Announcement

Collapse
No announcement yet.
X
  • Filter
  • Time
  • Show
Clear All
new posts

  • Xtivreg with interaction

    Dear all,

    Currently, I am running into some trouble with xtivreg in combination with an interaction

    I am researching the effect of bilateral tax treaties on FDI inflow, with several control variables and fixed effects for the source and resident country and year. My main independent variable is a dummy denoting whether a country pair has concluded a bilateral tax treaty. As instruments, I am using two dummies on common language and colonial relationship, a continuous variable on the number of treaties closed prior to the year of interest and the GDP of the source country. Because my independent variable is a dummy, I have to use a probit model to estimate the first stage regression before I can estimate the second stage regression.

    My regression is formulated as follows:

    Code:
    probit tt_d comlang_off colony treaties_s ln_Openness_1 ln_GDP_pc_1 ln_Telephone_1 RoL_1 ln_Gov_exp_1 ln_GDP_Growth_1 ln_av_CPI_5 ln_M2_growth_1 i.year i.Country_e i.cou_e, robust
    predict tt_d_iv, xb
    xtivreg ln_FDI (tt_d=tt_d_iv) ln_Openness_1 ln_GDP_pc_1 ln_Telephone_1 RoL_1 ln_Gov_exp_1 ln_GDP_Growth_1 ln_av_CPI_5 ln_M2_growth_1 i.year i.Country_e i.cou_e, re

    Next, I would like to make an interaction between the instrumented variable tt_d and the categorical variable income level, denoting four country income level groups.
    I have already tried to use the standard interaction method:
    Code:
     xtivreg ln_FDI c.(tt_d=tt_d_iv)##i.Income_level_S_e ln_Openness_1 ln_GDP_pc_1 ln_Telephone_1 RoL_1 ln_Gov_exp_1 ln_GDP_Growth_1 ln_av_CPI_5 ln_M2_growth_1 i.year i.Country_e i.cou_e, re
    However, Stata then states that the parentheses are imbalanced.

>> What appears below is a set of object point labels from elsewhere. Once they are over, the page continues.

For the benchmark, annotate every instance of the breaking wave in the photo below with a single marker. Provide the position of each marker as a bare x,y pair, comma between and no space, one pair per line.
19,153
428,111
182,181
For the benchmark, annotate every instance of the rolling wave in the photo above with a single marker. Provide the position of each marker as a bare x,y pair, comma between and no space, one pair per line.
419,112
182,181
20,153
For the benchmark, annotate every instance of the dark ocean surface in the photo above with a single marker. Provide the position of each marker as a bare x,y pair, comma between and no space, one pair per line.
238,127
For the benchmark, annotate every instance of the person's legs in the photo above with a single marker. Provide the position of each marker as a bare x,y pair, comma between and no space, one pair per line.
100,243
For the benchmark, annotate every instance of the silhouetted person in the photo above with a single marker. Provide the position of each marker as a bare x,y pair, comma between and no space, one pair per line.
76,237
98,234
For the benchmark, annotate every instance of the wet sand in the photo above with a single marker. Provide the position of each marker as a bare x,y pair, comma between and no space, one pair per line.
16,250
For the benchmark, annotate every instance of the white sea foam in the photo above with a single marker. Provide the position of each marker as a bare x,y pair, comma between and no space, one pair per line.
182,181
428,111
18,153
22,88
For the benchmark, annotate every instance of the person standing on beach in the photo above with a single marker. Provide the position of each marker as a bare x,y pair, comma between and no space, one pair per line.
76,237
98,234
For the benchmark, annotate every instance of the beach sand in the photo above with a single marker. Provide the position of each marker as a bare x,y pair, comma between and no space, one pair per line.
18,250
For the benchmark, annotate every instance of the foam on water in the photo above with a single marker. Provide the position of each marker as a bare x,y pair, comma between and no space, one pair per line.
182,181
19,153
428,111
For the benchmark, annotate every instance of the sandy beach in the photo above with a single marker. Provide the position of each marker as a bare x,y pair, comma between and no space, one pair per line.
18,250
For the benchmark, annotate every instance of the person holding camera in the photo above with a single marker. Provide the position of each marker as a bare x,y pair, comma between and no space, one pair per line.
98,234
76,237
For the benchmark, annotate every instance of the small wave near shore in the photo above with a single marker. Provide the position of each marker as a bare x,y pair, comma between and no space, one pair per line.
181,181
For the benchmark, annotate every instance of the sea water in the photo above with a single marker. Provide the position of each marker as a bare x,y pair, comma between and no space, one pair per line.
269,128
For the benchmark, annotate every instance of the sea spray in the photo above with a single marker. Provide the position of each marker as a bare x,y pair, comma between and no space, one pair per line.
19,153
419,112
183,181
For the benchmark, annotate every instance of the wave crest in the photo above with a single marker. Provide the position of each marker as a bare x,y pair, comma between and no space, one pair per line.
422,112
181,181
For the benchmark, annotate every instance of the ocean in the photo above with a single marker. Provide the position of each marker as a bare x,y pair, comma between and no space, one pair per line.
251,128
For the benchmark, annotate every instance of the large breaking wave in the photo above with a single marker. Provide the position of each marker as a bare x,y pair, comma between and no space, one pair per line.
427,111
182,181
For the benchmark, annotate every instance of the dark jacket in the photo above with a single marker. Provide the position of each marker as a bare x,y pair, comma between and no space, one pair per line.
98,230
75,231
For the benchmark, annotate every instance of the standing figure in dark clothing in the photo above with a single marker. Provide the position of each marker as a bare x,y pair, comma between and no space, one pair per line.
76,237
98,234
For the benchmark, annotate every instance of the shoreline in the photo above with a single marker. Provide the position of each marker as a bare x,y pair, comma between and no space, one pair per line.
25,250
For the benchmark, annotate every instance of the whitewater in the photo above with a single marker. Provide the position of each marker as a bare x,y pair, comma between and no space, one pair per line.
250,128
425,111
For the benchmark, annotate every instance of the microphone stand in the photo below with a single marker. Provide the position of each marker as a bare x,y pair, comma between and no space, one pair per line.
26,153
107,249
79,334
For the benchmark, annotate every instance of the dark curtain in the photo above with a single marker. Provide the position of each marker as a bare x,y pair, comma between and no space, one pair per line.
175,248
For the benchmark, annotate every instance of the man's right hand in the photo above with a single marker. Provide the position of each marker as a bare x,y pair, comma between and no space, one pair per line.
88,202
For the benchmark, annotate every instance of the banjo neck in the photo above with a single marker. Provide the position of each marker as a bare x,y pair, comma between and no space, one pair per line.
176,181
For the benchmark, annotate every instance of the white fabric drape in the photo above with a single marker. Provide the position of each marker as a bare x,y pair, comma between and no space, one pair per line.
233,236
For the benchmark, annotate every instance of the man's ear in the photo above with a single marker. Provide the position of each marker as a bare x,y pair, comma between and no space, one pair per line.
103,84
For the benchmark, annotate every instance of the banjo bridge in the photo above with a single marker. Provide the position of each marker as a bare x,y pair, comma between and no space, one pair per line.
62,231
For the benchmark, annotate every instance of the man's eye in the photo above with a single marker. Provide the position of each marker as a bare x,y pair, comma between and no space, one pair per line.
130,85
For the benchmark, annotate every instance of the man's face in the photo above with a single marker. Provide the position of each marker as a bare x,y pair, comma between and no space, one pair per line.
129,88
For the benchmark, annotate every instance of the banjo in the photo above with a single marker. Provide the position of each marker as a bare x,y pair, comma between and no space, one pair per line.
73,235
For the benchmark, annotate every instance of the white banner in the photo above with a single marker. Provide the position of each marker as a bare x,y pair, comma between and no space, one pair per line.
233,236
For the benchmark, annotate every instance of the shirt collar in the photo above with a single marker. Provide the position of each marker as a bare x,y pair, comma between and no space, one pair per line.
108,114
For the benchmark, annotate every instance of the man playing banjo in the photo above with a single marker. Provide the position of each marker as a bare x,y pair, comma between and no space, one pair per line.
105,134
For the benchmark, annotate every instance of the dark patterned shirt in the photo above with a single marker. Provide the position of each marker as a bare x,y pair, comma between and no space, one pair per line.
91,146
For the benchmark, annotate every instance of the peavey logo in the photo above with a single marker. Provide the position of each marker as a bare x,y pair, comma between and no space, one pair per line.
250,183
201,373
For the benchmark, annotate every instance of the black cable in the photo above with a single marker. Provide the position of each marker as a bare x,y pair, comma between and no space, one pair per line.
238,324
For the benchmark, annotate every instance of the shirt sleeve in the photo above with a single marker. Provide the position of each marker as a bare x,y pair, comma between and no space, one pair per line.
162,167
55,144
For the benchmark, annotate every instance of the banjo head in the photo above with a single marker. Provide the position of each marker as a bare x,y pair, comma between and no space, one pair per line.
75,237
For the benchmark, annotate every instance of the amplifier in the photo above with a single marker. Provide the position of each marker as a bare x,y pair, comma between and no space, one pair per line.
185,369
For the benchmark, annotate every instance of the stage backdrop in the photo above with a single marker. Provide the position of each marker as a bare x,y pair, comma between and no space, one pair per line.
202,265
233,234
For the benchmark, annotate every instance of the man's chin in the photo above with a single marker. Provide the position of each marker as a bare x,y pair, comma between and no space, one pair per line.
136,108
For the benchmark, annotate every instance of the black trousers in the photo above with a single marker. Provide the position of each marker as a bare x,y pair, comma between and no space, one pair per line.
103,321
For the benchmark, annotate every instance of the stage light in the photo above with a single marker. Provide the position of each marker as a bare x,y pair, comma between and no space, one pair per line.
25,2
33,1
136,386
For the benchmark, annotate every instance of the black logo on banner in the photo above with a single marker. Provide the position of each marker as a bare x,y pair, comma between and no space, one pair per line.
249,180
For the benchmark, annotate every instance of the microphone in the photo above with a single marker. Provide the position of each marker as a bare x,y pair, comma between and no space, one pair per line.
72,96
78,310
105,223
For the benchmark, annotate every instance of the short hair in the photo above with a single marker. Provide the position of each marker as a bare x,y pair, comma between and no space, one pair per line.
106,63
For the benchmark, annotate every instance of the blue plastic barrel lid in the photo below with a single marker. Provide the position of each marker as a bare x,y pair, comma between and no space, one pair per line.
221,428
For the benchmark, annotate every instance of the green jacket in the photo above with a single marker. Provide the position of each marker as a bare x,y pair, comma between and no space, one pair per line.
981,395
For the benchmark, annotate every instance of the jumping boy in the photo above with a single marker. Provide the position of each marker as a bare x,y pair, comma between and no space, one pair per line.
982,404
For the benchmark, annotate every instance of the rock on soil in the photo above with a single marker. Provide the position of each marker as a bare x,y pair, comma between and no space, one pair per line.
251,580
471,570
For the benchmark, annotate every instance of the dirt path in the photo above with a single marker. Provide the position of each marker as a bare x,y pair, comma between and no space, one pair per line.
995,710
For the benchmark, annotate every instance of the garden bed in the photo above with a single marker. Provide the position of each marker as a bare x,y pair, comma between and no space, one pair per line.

    Does anyone know how to solve this or have any other suggestions on how to make an interaction between the two variables?

    Kind regards,
    David

  • #2
    Go to

    Code:
    help xtivreg

    and examine the syntax of the command. The parentheses enclose the endogenous variable and the set of instruments. If you want to interact the endogenous variable with some variables, then that means that you will have several endogenous variables. You will probably need to interact the instruments as well. Do all this within the parentheses.

    Comment


    • #3
      Dear Andrew,

      Thank you for the response. If I understand you correctly, it should then be coded in the following way:
      Code:
      probit tt_d i.comlang_off##i.Income_level_S_e i.colony##i.Income_level_S_e c.treaties_s##i.Income_level_S_e ln_Openness_1 ln_GDP_pc_1 ln_Telephone_1 RoL_1 ln_Gov_exp_1 ln_GDP_Growth_1 ln_av_CPI_5 ln_M2_growth_1 i.year i.Country_e i.cou_e, robust
      predict tt_d_iv, xb
      xtivreg ln_FDI (c.tt_d##i.Income_level_S_e=c.tt_d_iv##i.Income_level_S_e) ln_Openness_1 ln_GDP_pc_1 ln_Telephone_1 RoL_1 ln_Gov_exp_1 ln_GDP_Growth_1 ln_av_CPI_5 ln_M2_growth_1 i.year i.Country_e i.cou_e, re
      However, this gives an error message for the last line of code:
      Code:
      depvars may not be factor variables
      r(198);
      Could you elaborate on what I'm supposed to do instead?

      Many thanks,
      David

      Comment


      • #4
        depvars may not be factor variables
        r(198);
        You need to create the depvars manually.

        Code:
        qui sum Income_level
        local min = r(min)
        levelsof Income_level if Income_level >`min', local(levels)
        foreach i of local levels{
            g ttd_inc`i'= c.ttd#`i'.Income_level
        }
        xtivreg ln_FDI (c.ttd ttd_inc* =c.tt_d_iv##ib`min'.Income_level) ...
        I much doubt that you can justify the random effects assumption in a cross-country macro panel.

        Comment


        • #5
          Also I missed this in #1

          Because my independent variable is a dummy, I have to use a probit model to estimate the first stage regression before I can estimate the second stage regression.
          This makes absolutely no sense. Do you not have instruments for the endogenous variable? I think you need to back up and analyze what you are doing.

          Comment


          • #6
            Dear Andrew,

            Thanks for the suggestions.

            With regard to #4, the main independent variable Tax Treaty is time-invariant from the moment a double taxation treaty (DTT, on the prevention of double taxation by two countries on the same income) is concluded. DTTs are generally signed only once between two countries, sometimes there are updates on the text and interpretation of specific provisions within the treaty. In theory, DTTs can be cancelled by the contracting parties, but this hardly ever happens. Only two DTTs out of 3,000 have been terminated in the past twenty years, and two have been renegotiated. So there is little within variation. As a result, it is not possible to use a fixed effects model. I know this would be better from a theoretical perspective, but I am constrained by the data and thus choose to use a random effects model.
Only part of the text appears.